Color labels
Seven colors that match Finder, applied to assets, projects, and tags
Color labels are the fastest way to add structure without writing a tag. Seven colors, the same seven Finder uses, with one job: tell you which thing is which at a glance.
The seven
Gray, green, purple, blue, yellow, red, orange. That's the set. The text on each label auto-picks black or white depending on how bright the label is, so it always reads.
The colors don't mean anything by default. Pick a system that fits the project: green for selects and red for kills, or one color per interview subject, or one color for each chapter of a longer cut. Whatever helps you scan the grid faster.
What they apply to
A color label can sit on:
- An asset in the Library (one label per clip).
- A Paper Edit project.
- A Mosaic project.
- A tag, so the tag itself shows up in your color of choice.

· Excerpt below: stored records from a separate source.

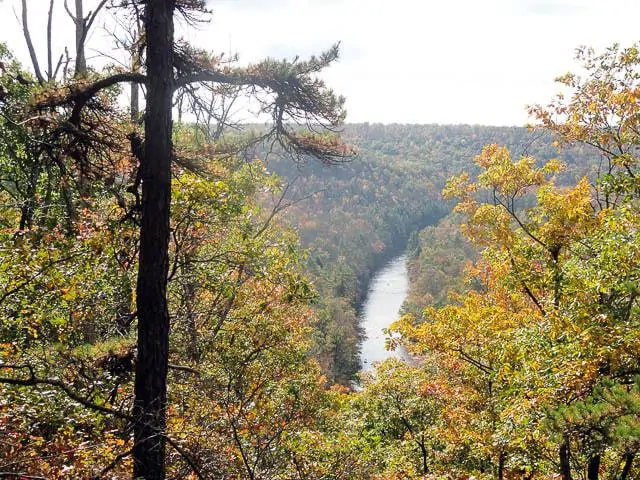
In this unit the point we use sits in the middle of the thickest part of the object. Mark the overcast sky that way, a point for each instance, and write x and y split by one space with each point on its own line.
407 61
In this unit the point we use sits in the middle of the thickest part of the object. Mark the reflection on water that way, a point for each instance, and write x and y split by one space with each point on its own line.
387 292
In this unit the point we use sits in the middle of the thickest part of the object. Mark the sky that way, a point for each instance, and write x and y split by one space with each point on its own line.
403 61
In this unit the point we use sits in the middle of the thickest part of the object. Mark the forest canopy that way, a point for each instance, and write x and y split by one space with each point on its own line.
180 291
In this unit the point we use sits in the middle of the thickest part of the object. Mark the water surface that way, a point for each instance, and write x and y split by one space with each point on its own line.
387 291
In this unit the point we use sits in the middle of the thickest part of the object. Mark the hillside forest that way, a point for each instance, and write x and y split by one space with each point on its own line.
181 292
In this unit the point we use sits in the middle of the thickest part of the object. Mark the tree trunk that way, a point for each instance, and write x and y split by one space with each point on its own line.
153 315
565 465
81 59
593 468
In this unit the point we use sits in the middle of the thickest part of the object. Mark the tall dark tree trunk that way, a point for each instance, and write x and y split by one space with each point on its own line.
153 314
81 59
593 468
565 465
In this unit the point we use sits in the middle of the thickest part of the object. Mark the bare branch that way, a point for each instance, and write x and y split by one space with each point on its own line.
27 37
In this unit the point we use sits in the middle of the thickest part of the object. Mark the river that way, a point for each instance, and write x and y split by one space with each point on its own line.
387 291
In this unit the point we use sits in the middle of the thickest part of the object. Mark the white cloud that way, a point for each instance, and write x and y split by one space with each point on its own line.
459 61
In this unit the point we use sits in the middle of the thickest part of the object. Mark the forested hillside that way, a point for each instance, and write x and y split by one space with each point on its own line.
179 290
354 216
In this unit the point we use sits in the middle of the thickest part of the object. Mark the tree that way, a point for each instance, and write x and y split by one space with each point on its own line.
290 92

One label per thing. They're not stackable; that's what tags are for.
Screenshot placeholder
A Library grid with green, blue, and red labels applied across a row of clips.
1280 × 800px · Single ReelChest window
Setting and clearing
Three ways:
- Inspector: click the label row on the right pane and pick.
- Right-click any tile or project: Color Label, pick a color.
- Keyboard from the grid: Ctrl+1 through Ctrl+7 sets the label in palette order (gray, green, purple, blue, yellow, red, orange). Ctrl+0 clears.
The keyboard is the one to learn. Once you've assigned a system, walking the grid with arrow keys and tapping Ctrl+2 or Ctrl+5 is faster than reaching for a menu.
Filtering by label
In the Library, the filter bar takes a label as a filter. Pair that with a transcript search and you'll find the green-tagged clip where someone says "frame rate" without scrolling.
A small rule that saves time: pick your color system once, then leave it. Reassigning what red means halfway through a project is the same kind of pain as renaming a folder.